Brilliant Warren Beatty Performance Overlooked by Oscar
1 January 2006 | by drednmSee all my reviews

In BULWORTH Warren Beatty gives one of his funniest and most outrageous performances. This sharp political satire is even more timely now than it was in 1998. This is a marvelously subversive movie on several fronts: politics, race, economics, Hollywood itself! Beatty stars as a fading senator from California who is so burned out he arranges for a large insurance policy and then hires a hit man. He's at the end of his rope personally and professionally. He's losing in a primary election to a young gun and has nothing left in his life. After days without sleep or eating he is dragged off to a rally at a Black church. He starts to read his "usual" speech but almost in a state of delirium he starts answering questions HONESTLY. He enrages the Black congregation with his brutal answers but somehow feels buoyant. Outside the church as the mobs surround him he runs into Halle Berry and her friends and they all take off in the limo.

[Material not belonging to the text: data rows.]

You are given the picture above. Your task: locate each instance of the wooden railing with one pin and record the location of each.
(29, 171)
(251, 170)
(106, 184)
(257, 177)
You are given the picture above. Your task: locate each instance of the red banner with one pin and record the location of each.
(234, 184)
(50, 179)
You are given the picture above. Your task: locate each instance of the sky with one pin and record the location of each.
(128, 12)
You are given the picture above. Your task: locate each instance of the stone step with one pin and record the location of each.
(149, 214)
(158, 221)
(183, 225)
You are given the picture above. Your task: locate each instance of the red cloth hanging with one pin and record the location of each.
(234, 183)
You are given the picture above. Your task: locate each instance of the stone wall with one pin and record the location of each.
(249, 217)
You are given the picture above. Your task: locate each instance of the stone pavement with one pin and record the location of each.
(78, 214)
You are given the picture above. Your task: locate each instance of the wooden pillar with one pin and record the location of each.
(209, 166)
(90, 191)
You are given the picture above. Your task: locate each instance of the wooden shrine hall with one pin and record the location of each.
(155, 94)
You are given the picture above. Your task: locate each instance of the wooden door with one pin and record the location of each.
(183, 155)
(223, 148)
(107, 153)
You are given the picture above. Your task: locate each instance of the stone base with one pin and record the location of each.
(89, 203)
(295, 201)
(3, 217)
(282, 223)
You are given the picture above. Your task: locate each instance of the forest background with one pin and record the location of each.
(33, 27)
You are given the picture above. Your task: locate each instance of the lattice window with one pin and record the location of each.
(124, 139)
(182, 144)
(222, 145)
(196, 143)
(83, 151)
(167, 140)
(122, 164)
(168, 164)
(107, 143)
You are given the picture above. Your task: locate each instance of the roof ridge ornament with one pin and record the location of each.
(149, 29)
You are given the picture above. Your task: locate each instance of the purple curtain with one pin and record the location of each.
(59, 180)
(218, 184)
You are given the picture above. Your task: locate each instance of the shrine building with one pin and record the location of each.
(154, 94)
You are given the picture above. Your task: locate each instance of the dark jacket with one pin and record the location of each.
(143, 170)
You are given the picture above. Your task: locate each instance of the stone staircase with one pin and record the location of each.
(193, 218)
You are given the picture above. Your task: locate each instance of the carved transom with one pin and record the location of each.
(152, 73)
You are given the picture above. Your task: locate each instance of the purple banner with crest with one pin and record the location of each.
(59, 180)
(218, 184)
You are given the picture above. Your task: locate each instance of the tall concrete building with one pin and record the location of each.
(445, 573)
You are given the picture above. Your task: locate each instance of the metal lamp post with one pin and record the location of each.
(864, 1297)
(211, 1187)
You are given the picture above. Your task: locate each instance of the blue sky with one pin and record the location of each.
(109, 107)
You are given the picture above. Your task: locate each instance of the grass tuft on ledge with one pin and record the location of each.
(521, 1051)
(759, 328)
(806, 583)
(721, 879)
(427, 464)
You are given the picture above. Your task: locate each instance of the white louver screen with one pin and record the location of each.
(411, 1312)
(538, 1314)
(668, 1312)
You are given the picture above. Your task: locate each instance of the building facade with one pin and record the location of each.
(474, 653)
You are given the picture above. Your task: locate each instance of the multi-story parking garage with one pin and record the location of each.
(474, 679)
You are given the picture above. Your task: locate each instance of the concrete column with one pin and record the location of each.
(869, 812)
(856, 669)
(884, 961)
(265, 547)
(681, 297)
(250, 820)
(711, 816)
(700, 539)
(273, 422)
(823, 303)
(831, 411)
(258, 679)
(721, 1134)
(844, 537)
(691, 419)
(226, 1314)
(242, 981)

This starts a voyage of discovery for Beatty. Of course at this point Beatty is also running from the hit man. His new honesty unleashes a desire to live. They arrive at a Black hip-hop club where Beatty drinks, smokes pot, and is transformed by the loud urban rap music. The dance scene with Beatty and Berry is remarkable.

Next stop is a speech at a fancy Hollywood hotel filled with film executives. Beatty makes many comments of how Jews run Hollywood, becomes rich, but turn out a crappy product. Next comes a debate with his political opponent, and finally an interview. The new Beatty parrots back much of what he has heard from poor Blacks but of course he has always known the truth. His sense of freedom from the back-room politics of Washington is exhilarating and his new voice reaches the masses of disenfranchised voters. His comments about the media and how it is controlled by corporate America is more apt now (during the Bush administration) than ever before.

Beatty is brilliant, and this ranks as one of his very best performances. Berry is actually good as well in her pre-movie star mode when she still bothered to act. Oliver Platt scores as the political aide. Paul Sorvino is a lobbyist for the insurance industry.

Jack Warden, Helen Martin, Don Cheadle, Christine Baranski, Florence Stanley, Laurie Metcalf, Sean Astin, Isaiah Washington, Nora Dunn, Joshua Malina, William Baldwin, Hart Bochner, Armelia McQueen, and Jackie Gayle co-star.

Filled with humor, political insights, and top-notch performances. This acid look at politics in Amerca is more timely now than ever. Bravo to Warren Beatty!